O Estado como planejador, gestor e administrador tem sido, justa ou injustamente, considerado inepto e até mesmo corrupto. Tal avaliação independe de ideologia, tanto as supostas esquerda quanto direita partilham o mesmo julgamento, ou pelo menos é assim que parecem pensar quando assumem algum tipo de poder.
O “Mercado” por outro lado é incensado e seus hipotéticos poderes e eficiência comemorados irrestritamente. As frequentes catástrofes resultantes do descontrole concedido aos seus agentes – quebras de instituições financeiras, desvios de verbas, investimentos nebulosos em “campeões nacionais” – não parecem ser percebidas pelos seus cultores.
Um norte-americano contribuinte de sua “receita federal” denomina-se orgulhosamente taxpayer, pagador de impostos, isto expressa sua consciência de que é um cidadão e que tem direitos. Para fiscalizar a aplicação de impostos, no final dos anos 1950 surgiu nos Estados Unidos uma corrente de pensamento econômico denominada teoria da escolha pública (public choice). Este paradigma direciona atenção ao papel regulador e prestador de serviços de cada governo que contribuiria para o bem-estar social, pressupondo que os indivíduos estão aptos a agir com racionalidade na maximização de seus interesses, que informações deverão estar sempre disponíveis com a finalidade de garantir boas decisões, sendo, portanto, possível expandir a noção de mercado tradicional, intercambiando bens privados com bens públicos. Um mercado devidamente fiscalizado pelo Estado costuma ser o mais adequado mecanismo para a tomada de decisões políticas e integração social.
Uma ideia pensada por muitos governos, e agora pelo brasileiro, é a adoção do voucher educacional, sistema pelo qual os pais receberiam um vale de determinado valor a ser usado no pagamento de escola privada para seus filhos; e numa expansão do sistema, seria repassado às escolas públicas montante proporcional ao número de alunos. Isso corresponde ao entendimento da teoria econômica do mercado como a base normativa da política, ou seja, o governo subsidiando as escolas escolhidas pelos pais em estrita proporção com o número de alunos matriculados, pois estas teriam o consenso popular da mais alta qualidade, em um sistema de financiamento à demanda educacional, com a injeção de recursos naquelas eleitas pelos pais da criança, introduzindo rivalidade entre as escolas públicas e também privadas, que competiriam pelo dinheiro.

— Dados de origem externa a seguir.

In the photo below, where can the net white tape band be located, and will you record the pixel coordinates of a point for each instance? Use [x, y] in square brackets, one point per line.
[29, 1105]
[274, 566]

São muitos os argumentos em favor dos vouchers: o direito de escolha do consumidor neste caso é equivalente ao direito dos pais na escolha da escola de seus filhos, e que esta opção tende a estimular o interesse e participação da família nos processos escolares – o que efetivamente auxilia muito quando acontece.
Entretanto, não podemos esquecer os inúmeros fatores que influem na escolha dos pais para a escola dos filhos, destacando a proximidade da residência nos casos em que não haja transporte escolar gratuito ou disponibilidade financeira para este fim. A avaliação da qualidade do ensino oferecido é tema que desafia até mesmo profissionais desta área, os pais poderiam talvez basear-se em “rankings” publicados periodicamente, mas a simples menção à existência de tais listas é assunto tabu e gerador de conflito entre educadores. Pais que tiveram acesso à educação de qualidade e pertencem a um estrato cultural privilegiado poderão julgar melhor onde seus filhos estudarão, e isso é o que já fazem; mas o projeto visaria a inclusão justamente daqueles que não contam com tais vantagens.
Outro problema é a ideia de um mercado perfeito associado a uma sociedade perfeita, quando a realidade mostra que algumas famílias têm flexibilidade de horários, discernimento de qualidade e maior poder supervisor, mas essa não é a situação de toda a população. Liberdade de escolha é uma ilusão para estes pais, e o voucher educacional pode não representar a panaceia universal.